Beach season is in full swing, and on Cape Cod that means shark season is under way, too.
This year, authorities are ramping up their vigilance following a big increase in great white activity.
"This is a new ball game for all of us up here," said Dawson Farber, natural resources manager in Orleans. He oversees the town's beaches and waterways.
Lifeguards are on alert as Cape Cod has become shark central in the past few years.
There have been plenty of great white sightings, and a swimmer was bitten on the leg last year. A great white was spotted at Nauset Beach in Orleans last month.
Should people be afraid to swim in the water here or at the other beaches?
"No," Farber said. "In my opinion, no."
The town takes precautions, avoiding panic like depicted in the movie "Jaws."
Frequent visitor Cameron Trenor said he isn't worried.
"There are lifeguards every 150 feet. You can't see it today, but there's a harbor patrol boat that goes back and forth, and when there's really a lot going on there's a helicopter," said Trenor, of Boston.
For lifeguards at beaches like this one that have had shark sightings before, the job isn't just about swimming. It's about spotting what could be in the water.
"All of our lifeguards, beach patrol, and harbor patrol units have received training. We have a handbook that's required reading at this point, talking about tricks to identifying what type of shark it is and then, obviously, the specific protocol steps and notifications that have to be made," Farber said.
It's the same thing just down the coast at Lighthouse Beach in Chatham, another known shark hangout.
"They're looking for sharks, but they're more concerned with watching for seals, which are what the sharks are feeding on. And notifying swimmers to stay clear of seals when they're in area," said Dan Tobin, director of Parks and Recreation in Chatham.
Seals are plentiful, often seen bobbing up and down in the water just off shore.
At Lighthouse, Nauset and other Cape beaches, officials have added signs warning swimmers about sharks. It's part of a program launched this year to get everyone on the same page.
About a dozen towns also are part of an alert system. When a shark is spotted in one them, they're all immediately notified.
"It's not a perfect system, and I think we've tried to educate folks to let them know that there is no 100 percent guarantee of safety anytime you go into the ocean," Farber said.
There's also an alert app for smartphones.
"The Ping4 app was designed to provide emergency alerts to the public anywhere in the world. It's highly localized. You can take very small areas or very large areas and if you're in the area, you'll get the alert," said company CEO Jim Bender.

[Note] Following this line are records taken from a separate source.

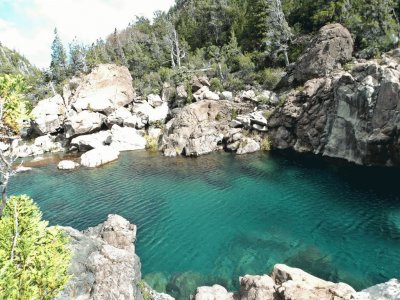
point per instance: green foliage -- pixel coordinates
(16, 107)
(34, 259)
(58, 64)
(270, 77)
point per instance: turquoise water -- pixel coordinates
(214, 218)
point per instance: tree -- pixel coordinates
(279, 33)
(13, 108)
(58, 64)
(77, 57)
(34, 259)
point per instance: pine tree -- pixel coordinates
(58, 65)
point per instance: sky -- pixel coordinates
(28, 25)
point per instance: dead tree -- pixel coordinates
(7, 157)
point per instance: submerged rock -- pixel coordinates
(67, 165)
(99, 156)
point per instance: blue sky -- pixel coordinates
(28, 25)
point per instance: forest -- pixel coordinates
(236, 43)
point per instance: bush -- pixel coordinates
(34, 259)
(216, 85)
(270, 77)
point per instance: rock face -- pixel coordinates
(48, 115)
(199, 128)
(99, 156)
(106, 88)
(104, 264)
(331, 47)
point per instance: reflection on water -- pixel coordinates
(215, 218)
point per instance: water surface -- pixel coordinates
(217, 217)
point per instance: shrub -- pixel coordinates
(270, 77)
(216, 85)
(34, 259)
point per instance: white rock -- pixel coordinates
(105, 89)
(209, 95)
(99, 156)
(226, 95)
(67, 165)
(126, 139)
(154, 100)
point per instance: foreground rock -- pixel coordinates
(99, 156)
(285, 283)
(104, 265)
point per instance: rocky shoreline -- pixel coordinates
(105, 266)
(329, 103)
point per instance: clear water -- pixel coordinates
(214, 218)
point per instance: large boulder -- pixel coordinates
(48, 115)
(126, 139)
(91, 141)
(104, 263)
(198, 128)
(105, 89)
(293, 283)
(83, 122)
(99, 156)
(329, 49)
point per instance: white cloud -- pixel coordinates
(85, 19)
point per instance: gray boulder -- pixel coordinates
(104, 264)
(105, 89)
(91, 141)
(126, 139)
(330, 48)
(49, 115)
(83, 122)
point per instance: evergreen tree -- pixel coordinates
(58, 65)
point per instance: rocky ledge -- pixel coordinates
(105, 266)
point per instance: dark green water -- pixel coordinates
(215, 218)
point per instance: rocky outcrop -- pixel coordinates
(351, 115)
(329, 50)
(199, 128)
(105, 89)
(104, 264)
(49, 115)
(99, 156)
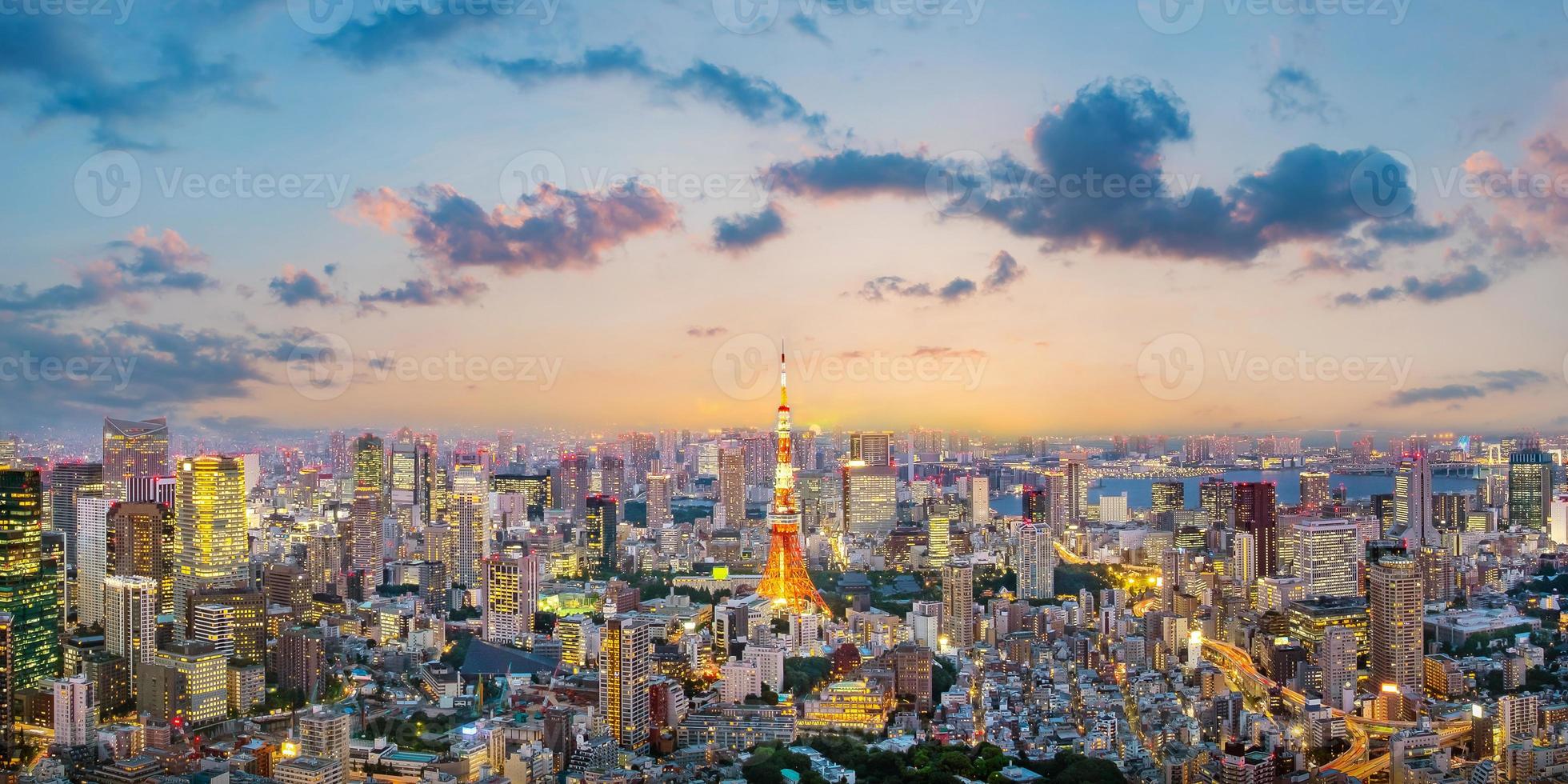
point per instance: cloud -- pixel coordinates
(426, 292)
(1486, 382)
(808, 27)
(1450, 286)
(1004, 272)
(135, 266)
(550, 230)
(1115, 132)
(753, 98)
(746, 231)
(124, 367)
(63, 70)
(1293, 93)
(297, 287)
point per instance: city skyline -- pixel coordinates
(790, 182)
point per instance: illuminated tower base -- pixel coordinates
(784, 579)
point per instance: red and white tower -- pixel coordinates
(786, 579)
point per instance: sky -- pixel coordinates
(1019, 217)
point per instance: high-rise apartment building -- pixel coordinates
(212, 546)
(1396, 604)
(134, 450)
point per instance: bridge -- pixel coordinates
(1241, 670)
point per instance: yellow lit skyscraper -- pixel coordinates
(212, 548)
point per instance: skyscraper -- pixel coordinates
(134, 450)
(29, 586)
(364, 524)
(958, 606)
(1396, 604)
(1529, 488)
(1035, 562)
(212, 548)
(625, 668)
(1413, 501)
(1256, 513)
(602, 527)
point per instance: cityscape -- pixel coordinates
(783, 392)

Massachusetts and other states use ping4alerts to notify people of storms and other emergencies. Bender said the free app can be used for shark sightings, too.

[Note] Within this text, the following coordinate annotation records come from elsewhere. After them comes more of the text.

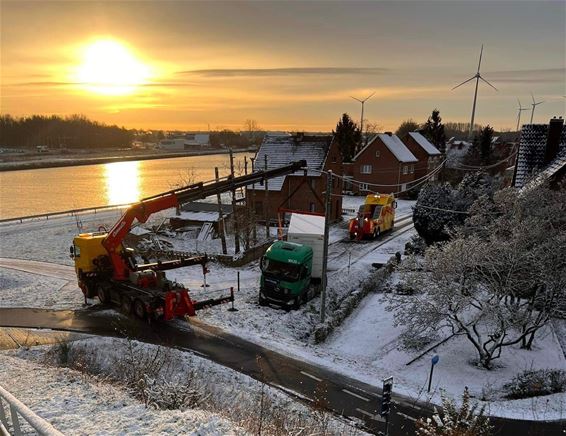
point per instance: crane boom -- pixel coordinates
(142, 210)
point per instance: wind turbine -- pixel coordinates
(534, 104)
(519, 110)
(362, 102)
(478, 77)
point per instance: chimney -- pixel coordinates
(553, 139)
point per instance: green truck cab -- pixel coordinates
(286, 275)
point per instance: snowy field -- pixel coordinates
(365, 347)
(69, 399)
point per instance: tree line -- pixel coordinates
(75, 131)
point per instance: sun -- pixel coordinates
(109, 67)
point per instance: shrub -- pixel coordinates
(533, 383)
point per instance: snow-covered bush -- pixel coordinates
(532, 383)
(465, 420)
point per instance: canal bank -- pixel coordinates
(71, 160)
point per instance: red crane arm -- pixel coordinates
(140, 211)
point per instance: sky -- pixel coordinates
(293, 65)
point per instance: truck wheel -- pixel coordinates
(139, 309)
(126, 305)
(103, 294)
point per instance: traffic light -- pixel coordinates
(386, 397)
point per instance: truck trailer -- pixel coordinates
(292, 269)
(107, 269)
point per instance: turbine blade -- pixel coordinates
(488, 83)
(479, 63)
(471, 78)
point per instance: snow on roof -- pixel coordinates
(396, 146)
(306, 224)
(424, 143)
(283, 150)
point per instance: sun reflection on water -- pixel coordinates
(122, 182)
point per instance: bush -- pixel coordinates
(534, 383)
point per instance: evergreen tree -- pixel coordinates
(434, 131)
(348, 136)
(406, 126)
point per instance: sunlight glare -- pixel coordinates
(110, 68)
(122, 182)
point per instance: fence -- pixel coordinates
(20, 410)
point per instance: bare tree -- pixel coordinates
(500, 278)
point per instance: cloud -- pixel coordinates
(543, 75)
(300, 71)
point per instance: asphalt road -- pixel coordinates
(307, 382)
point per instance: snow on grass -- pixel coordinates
(235, 397)
(78, 404)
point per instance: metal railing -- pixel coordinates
(20, 410)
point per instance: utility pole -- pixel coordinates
(265, 208)
(221, 226)
(254, 228)
(234, 212)
(325, 249)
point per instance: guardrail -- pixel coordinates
(17, 410)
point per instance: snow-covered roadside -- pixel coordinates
(79, 395)
(78, 404)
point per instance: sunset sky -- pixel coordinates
(288, 65)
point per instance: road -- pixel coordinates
(342, 395)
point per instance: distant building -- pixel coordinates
(428, 155)
(189, 141)
(302, 190)
(384, 165)
(542, 154)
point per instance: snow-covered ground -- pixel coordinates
(79, 403)
(365, 347)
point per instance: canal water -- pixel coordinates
(48, 190)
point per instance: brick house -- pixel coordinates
(298, 191)
(428, 155)
(384, 165)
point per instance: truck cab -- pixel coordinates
(286, 274)
(375, 216)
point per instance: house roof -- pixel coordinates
(530, 159)
(425, 144)
(282, 150)
(395, 146)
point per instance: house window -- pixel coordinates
(365, 169)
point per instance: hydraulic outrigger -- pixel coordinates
(106, 269)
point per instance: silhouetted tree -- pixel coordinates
(348, 136)
(406, 126)
(434, 131)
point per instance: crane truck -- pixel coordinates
(375, 216)
(105, 268)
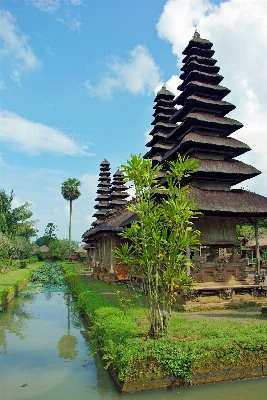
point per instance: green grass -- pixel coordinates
(194, 343)
(11, 282)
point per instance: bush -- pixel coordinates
(23, 263)
(32, 260)
(40, 256)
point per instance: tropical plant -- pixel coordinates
(49, 235)
(157, 241)
(15, 221)
(16, 228)
(70, 191)
(60, 248)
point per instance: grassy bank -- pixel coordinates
(194, 343)
(11, 282)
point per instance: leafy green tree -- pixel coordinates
(157, 241)
(70, 191)
(16, 228)
(15, 221)
(49, 235)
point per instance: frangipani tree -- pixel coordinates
(157, 241)
(70, 191)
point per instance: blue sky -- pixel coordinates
(78, 81)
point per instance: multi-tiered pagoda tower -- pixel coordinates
(164, 109)
(118, 194)
(203, 133)
(104, 187)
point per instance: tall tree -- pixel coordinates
(157, 241)
(16, 228)
(70, 191)
(49, 235)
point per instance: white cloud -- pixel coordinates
(76, 2)
(15, 45)
(89, 182)
(49, 6)
(238, 31)
(34, 138)
(2, 83)
(62, 10)
(138, 74)
(2, 163)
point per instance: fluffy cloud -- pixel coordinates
(34, 138)
(63, 11)
(15, 46)
(237, 29)
(138, 74)
(49, 6)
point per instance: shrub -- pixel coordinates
(32, 260)
(40, 256)
(23, 263)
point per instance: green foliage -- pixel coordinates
(192, 344)
(157, 240)
(13, 280)
(70, 189)
(60, 247)
(33, 260)
(49, 235)
(50, 274)
(23, 263)
(16, 228)
(15, 221)
(40, 256)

"When great white sharks show up, you'd know about it before the lifeguards," Bender said.
New tools, but more than anything, experts say it's about common sense.
"We recommend, obviously, avoiding doing certain stupid things -- swimming with seals. Try to avoid swimming at dawn and dusk when these predators are at their peak feeding times," Farber said.
"We encourage swimmers to be vigilant whenever they're swimming, regardless of sharks," Tobin said.
But it is the sharks that have added a whole new element to the beach experience.